Miami Herald - March 16, 2009
Jay Weaver
Rolando Sanchez Valle, 35, of Hialeah Gardens, was arrested at Miami International Airport Thursday on charges of defrauding the nation's healthcare program. He will be arraigned Friday.
According to an indictment, Sanchez Valle submitted about $5.5 million in false Medicare claims for medical equipment that wasn't provided to patients between March 2007 and February 2008. Medicare paid his Miami business, Professional Choice, Inc., more than $522,000, the indictment says.
After Sanchez Valle was indicted under seal last September, FBI agents couldn't track him down and he was declared a fugitive in November.
He is among about 60 Cuban immigrants who have sought to evade Medicare fraud prosecutions by fleeing to their native country since 2004. Prosecutors say they bilked the health insurance program for the elderly out of hundreds of millions of dollars through complex Medicare fraud scams that have been operating with lax oversight in South Florida.
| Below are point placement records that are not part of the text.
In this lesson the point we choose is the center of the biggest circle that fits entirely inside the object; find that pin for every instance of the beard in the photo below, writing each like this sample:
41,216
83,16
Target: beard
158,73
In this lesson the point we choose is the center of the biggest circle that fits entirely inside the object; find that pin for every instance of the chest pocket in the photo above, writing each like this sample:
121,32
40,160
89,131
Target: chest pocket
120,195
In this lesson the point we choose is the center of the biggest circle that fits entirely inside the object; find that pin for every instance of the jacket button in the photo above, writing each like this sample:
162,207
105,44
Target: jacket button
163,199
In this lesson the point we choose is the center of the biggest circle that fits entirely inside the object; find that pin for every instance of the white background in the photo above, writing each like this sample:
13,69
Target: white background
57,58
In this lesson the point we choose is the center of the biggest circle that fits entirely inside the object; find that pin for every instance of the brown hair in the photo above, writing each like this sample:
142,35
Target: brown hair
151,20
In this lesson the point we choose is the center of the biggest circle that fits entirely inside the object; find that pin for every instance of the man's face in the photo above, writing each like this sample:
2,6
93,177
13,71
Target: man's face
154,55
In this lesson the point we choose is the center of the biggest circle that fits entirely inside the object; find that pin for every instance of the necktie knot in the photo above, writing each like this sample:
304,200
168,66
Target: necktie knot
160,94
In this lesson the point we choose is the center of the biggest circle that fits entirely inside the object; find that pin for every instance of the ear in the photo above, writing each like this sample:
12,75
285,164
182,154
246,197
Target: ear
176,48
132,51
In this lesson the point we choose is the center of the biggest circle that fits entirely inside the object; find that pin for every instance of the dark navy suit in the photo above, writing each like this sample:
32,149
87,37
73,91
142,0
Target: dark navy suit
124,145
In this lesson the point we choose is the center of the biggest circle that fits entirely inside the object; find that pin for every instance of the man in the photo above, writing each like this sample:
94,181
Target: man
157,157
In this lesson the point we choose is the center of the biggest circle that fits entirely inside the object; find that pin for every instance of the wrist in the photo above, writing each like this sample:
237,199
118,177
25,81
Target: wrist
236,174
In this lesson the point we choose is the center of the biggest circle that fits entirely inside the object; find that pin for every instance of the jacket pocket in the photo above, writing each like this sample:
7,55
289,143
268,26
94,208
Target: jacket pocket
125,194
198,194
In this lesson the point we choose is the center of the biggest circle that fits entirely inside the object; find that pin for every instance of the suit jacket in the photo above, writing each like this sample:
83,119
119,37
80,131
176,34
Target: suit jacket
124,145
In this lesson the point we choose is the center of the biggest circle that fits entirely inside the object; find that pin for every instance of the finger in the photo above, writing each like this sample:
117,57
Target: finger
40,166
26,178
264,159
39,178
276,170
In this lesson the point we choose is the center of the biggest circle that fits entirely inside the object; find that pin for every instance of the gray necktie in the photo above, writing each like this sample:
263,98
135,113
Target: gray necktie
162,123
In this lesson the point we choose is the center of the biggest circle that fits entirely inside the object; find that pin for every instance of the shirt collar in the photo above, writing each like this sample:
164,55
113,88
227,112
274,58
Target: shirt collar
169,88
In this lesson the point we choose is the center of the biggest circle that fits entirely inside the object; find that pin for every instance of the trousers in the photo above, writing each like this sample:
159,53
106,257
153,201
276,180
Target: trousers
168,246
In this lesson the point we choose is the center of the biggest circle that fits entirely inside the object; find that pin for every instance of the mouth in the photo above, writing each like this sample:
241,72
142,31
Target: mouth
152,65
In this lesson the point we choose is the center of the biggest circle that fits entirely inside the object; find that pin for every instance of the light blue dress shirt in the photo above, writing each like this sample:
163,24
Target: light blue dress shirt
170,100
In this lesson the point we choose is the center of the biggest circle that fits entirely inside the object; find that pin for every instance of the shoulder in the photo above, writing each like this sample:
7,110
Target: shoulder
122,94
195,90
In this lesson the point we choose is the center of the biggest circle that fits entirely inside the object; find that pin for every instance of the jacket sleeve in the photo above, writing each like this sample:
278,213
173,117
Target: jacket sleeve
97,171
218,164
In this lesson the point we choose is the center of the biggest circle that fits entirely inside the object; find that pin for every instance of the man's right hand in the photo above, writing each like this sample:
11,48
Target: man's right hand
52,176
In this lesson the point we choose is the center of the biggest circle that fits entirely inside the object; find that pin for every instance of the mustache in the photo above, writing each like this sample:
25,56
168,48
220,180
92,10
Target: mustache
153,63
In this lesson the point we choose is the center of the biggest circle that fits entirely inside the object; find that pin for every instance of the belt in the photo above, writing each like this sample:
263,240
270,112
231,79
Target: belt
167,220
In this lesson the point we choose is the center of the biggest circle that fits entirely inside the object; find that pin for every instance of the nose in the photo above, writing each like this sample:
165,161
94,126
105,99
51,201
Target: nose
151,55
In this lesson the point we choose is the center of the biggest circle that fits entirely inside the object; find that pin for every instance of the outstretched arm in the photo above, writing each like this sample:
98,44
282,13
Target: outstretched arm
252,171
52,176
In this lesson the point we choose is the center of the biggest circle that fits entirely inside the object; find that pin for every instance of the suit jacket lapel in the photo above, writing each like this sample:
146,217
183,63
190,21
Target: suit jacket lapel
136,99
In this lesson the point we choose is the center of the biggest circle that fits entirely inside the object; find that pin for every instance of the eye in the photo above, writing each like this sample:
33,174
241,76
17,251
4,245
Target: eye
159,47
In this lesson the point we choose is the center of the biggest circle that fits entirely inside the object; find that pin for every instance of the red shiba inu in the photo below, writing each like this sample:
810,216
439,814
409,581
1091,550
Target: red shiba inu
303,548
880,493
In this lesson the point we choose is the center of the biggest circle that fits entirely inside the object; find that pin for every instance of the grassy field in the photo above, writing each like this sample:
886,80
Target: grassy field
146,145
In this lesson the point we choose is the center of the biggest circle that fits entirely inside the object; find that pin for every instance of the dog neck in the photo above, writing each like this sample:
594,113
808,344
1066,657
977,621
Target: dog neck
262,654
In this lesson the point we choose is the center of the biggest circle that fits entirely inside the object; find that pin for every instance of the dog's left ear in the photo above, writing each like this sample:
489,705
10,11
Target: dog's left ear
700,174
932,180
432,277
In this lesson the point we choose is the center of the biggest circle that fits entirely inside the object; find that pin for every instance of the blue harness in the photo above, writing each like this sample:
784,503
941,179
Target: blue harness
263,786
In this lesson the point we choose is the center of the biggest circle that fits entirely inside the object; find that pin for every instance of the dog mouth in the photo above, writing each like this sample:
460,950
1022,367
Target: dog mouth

In late January, another Miami-Dade man was arrested at MIA after he had fled to Cuba in fall 2006.
Darvis Lazaro Leal, 30, operated a pharmacy from June to September 2006 that submitted about $425,000 in false claims to Medicare for medical supplies that were not prescribed by doctors and not provided to patients, according to an indictment filed in 2008.
The government health insurance program paid his business, RR Pharmacy, about $261,000.
Prosecutors said Leal left Miami for Cuba via Costa Rica in September 2006 during the fraud investigation. He worked as a clothing salesman traveling regularly between Cuba and Costa Rica, they said.
In December, Jorge Ramirez, former owner of a Miami clinic that treated blood disorders, was arrested at MIA and charged with defrauding Medicare of $42 million. Ramirez and two codefendants -- Eugenio and Maricel Hernandez, accused of $73 million in additional Medicare fraud -- had been indicted a year earlier. The FBI said they all fled to Cuba.
The Herandezes are still at large.
Collectively, Ramirez and the Hernandezes filed $115 million in phony Medicare claims for treating patients with blood disorders such as lymphoma. But the services, charged in 2005, were never rendered, according to an indictment. Their three Miami-Dade clinics received at least $11.6 million in Medicare payments, which were laundered through sham companies, the indictment alleges.
The most notorious among the roughly 60 Medicare fraud fugitives are Carlos, Luis and Jose Benitez, who submitted $119 million in false claims for HIV infusion therapy to the nation's health insurance program.
The brothers, whose Medicare millions were largely invested in the Dominican Republic, have been jailed in Cuba on immigration violations since September, according to federal authorities. But because the United States has no formal relations with Cuba, there's no indication they might be turned over for prosecution in Miami.